= Civil procedure code of Romania =

The Civil Procedure Code of Romania (Codul de procedură civilă al României) is the law regulating civil procedure in Romania. It came into force on 15 February 2013 as Law no. 134/2010, implemented through Law no. 76/2012, replacing the old Civil Procedure Code of 1865. As a transitional measure, some of the Code's provisions came into force on 1 January 2016.

==Background and implementation==
The civil procedure code is the result of a major legal reform which began in the mid-2000s, prior to Romania's accession to the European Union. It was designed in such a way as to simplify and accelerate civil proceedings, following repeated condemnations of Romania by the European Court of Human Rights for breaching the standards of a fair civil trial as established by the ECHR. To this end, new mechanisms were introduced to ensure an optimal and predictable duration of trials, as well as remedying a perceived inconsistency of Romanian case law.

The code came into force two years after a new civil code was also implemented, and thus it also aimed to align civil proceedings with the new substantive law.

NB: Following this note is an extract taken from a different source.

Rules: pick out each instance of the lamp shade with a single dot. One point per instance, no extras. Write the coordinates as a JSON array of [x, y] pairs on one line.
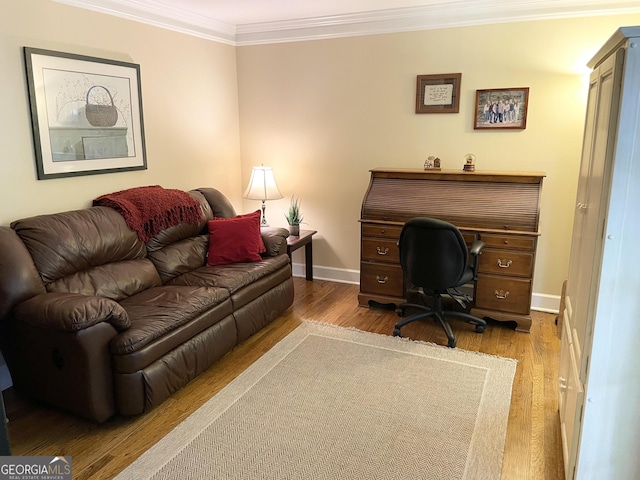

Despite a number of transitional issues, the 2015 Cooperation and Verification Mechanism report on Romania found that the new codes led to a decline in trial length to an average of 1.5 years. According to the same report there was also a reduction in the judiciary's overall workload, with tribunals and courts of appeal experiencing a 17% decline in the number of cases.

==Contents==
The code comprises a preliminary title and seven books (cărţi) which include provisions on contentious and non-contentious proceedings, arbitration, enforcement, special procedures (such as divorce and partition) and international civil lawsuits. The books are further divided into titles, chapters and sections.